Of course, not every celebrity will play along at first. These photographs don't fetch such high prices because the masses are itching to know if Shiloh Nouvel has Angelina's lips or not—they command those fees because they're horribly intrusive. Indeed, is there any more brazen, indecent way to remind Hollywood royalty that privacy and peace of mind are simply not part of the deal they struck?


Thanks to Brangelina, however, stars who persist in believing that some aspects of their lives are not public domain will finally be exposed for what they are: callous, self-absorbed creeps who hate starving orphans.

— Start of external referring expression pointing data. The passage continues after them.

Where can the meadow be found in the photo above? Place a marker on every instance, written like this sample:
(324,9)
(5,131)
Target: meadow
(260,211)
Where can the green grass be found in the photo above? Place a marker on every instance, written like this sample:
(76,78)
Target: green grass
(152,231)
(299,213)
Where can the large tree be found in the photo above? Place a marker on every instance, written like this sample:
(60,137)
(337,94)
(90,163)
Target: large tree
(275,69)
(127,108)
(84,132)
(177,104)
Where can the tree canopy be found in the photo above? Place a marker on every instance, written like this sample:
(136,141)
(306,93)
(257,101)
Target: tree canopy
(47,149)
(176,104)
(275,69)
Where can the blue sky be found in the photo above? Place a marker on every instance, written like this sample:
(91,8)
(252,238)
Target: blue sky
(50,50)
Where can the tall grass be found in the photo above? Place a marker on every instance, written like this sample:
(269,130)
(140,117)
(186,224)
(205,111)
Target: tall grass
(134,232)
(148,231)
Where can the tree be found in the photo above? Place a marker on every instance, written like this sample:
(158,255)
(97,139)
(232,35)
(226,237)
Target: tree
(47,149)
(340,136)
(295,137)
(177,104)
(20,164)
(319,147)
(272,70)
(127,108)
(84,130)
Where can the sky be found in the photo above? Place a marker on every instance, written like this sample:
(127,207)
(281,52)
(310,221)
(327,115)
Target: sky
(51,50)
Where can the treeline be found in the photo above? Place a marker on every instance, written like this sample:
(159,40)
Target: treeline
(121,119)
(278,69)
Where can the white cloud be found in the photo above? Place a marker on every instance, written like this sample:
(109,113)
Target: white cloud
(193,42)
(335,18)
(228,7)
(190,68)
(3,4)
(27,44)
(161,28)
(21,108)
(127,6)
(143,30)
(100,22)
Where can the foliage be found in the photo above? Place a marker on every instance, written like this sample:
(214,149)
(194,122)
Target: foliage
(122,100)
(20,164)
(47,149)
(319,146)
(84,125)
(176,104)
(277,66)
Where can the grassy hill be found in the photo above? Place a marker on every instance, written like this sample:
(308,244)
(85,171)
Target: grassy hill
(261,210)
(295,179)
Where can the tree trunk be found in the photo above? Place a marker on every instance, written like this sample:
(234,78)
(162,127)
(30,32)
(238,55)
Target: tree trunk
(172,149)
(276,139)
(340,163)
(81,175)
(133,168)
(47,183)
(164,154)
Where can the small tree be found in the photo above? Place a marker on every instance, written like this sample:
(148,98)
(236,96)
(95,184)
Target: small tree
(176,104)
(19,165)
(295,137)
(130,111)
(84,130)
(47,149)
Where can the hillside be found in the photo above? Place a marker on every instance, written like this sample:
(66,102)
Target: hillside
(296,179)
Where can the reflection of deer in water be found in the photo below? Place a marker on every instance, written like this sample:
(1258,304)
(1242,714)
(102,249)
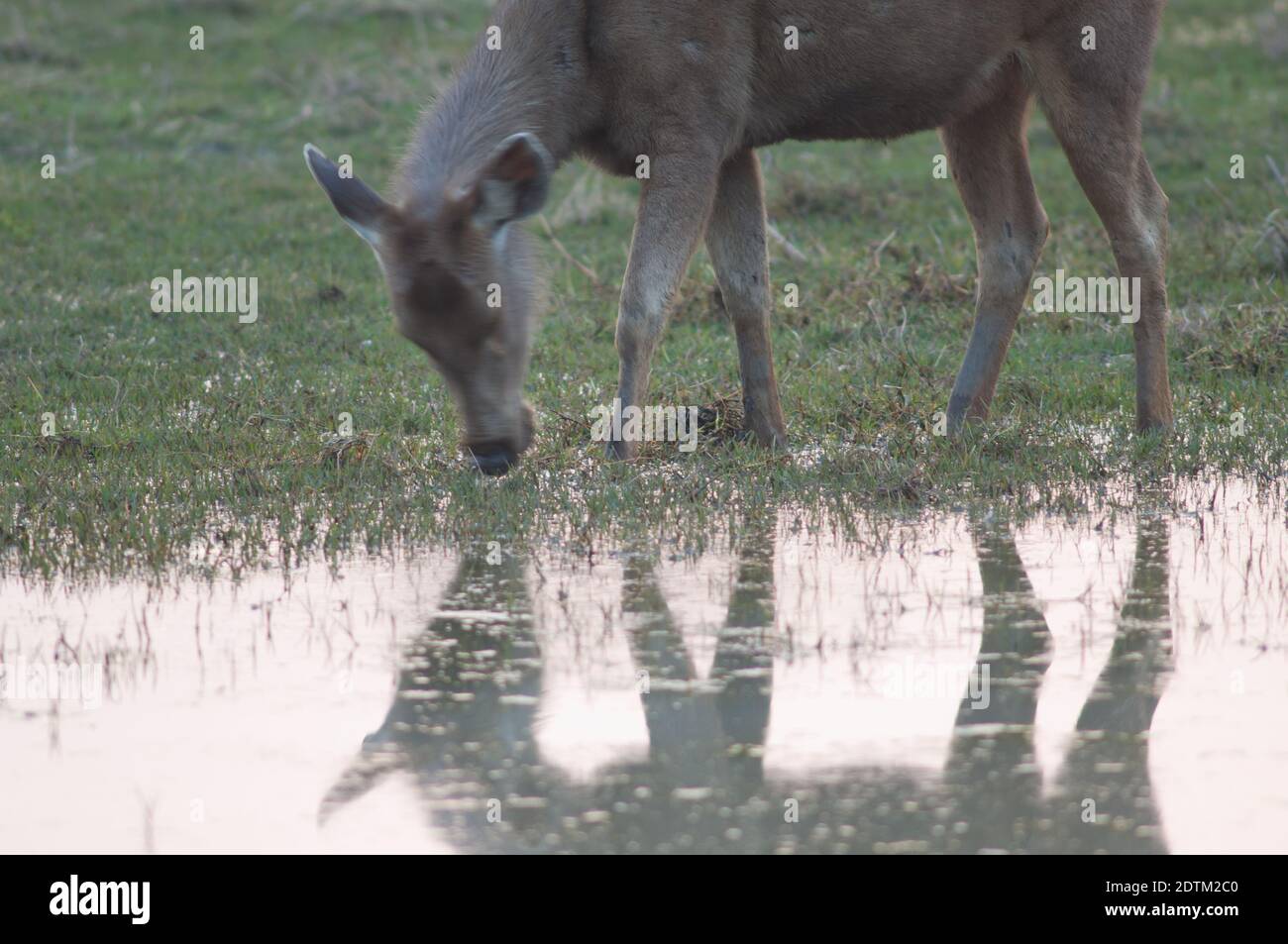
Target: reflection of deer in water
(463,724)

So, c'mon, you privacy nuts—get over yourselves! Don't you realize how harmful it is for a star baby's self-esteem to languish in obscurity while her peers are commanding $20 million a snap? Hold out for the special visit from Bono if you must, but know this: President Bush isn't going to eliminate neonatal sepsis in Malawi. The average Joe on the street is barely aware of Kenya's drought victims. You are the world. You are the children. Go forth and multiply, and have your cameras at the ready.